Das Not Compute extracts DOLL from the garage-rock hoopla, but amputating another set of unintentional baggage -- its place amid the Swedish Invasion -- won't be so easy. Heralded alongside The Hives, Sahara Hotnights and Soundtrack of Our Lives as either Sweden's apology for Ace of Base or its greatest pop-cultural legacy since bikini teams, DOLL can't argue its place among the Swedish Invasion any more than it could try to pass itself off as a Cantonese pop outfit. It's a matter of homeland.
The Division can't change its birthplace, but, Fransson says, that's about all it has in common with the influx of its countrymen into the States' musical world. His argument makes a lot of sense, too -- really, what does the lush pop of Soundtrack of Our Lives have to do with The (International) Noise Conspiracy's mod revivalism, the Joan Jett-styled rock of Sahara Hotnights or DOLL's quirky studio explorations? Nothing. So the politics of the Swedish Invasion -- a nice little music-rag buzzword -- are about as silly as lumping The Eagles and Bad Religion into the same "scene" simply because they both hail from Los Angeles.

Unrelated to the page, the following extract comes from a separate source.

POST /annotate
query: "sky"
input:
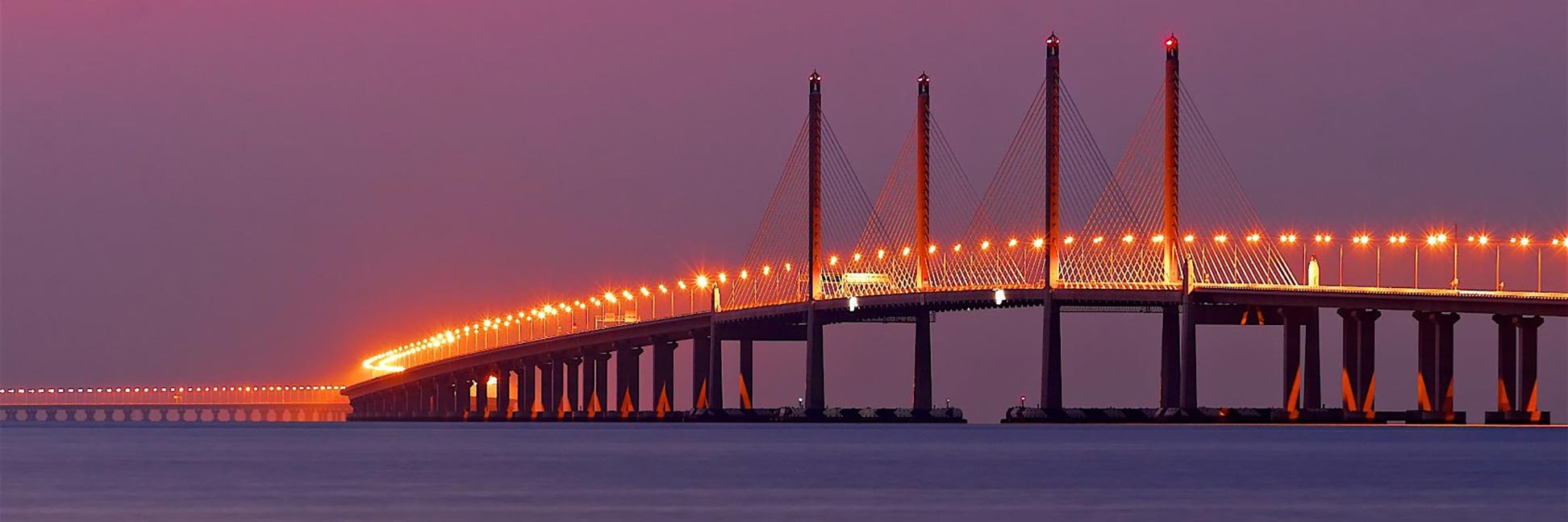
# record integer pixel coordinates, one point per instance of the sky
(223, 193)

"We have so little to do with that whole Swedish Invasion thing," Fransson moans. "The only connection is Kalle (Gustavson), our producer, plays bass in Soundtrack of Our Lives. We always choose, like now, to tour with The Catheters and Run Run Run who are our best friends in the world. They're from L.A. and Seattle. It's like every scene, since rock started, the D.C. scene or the Seattle scene or the English Invasion or whatever they might call it, they're never actual scenes. They're something that NME makes up. Scenes barely exist. We don't have anything in common with them."
In fact, the 2004 vintage of DOLL has little in common with anything usually associated with the band. The roots -- loud guitars and sneering attitude -- are there, but Das Not Compute stands boldly on its own. Sometimes creativity has its moments, huh?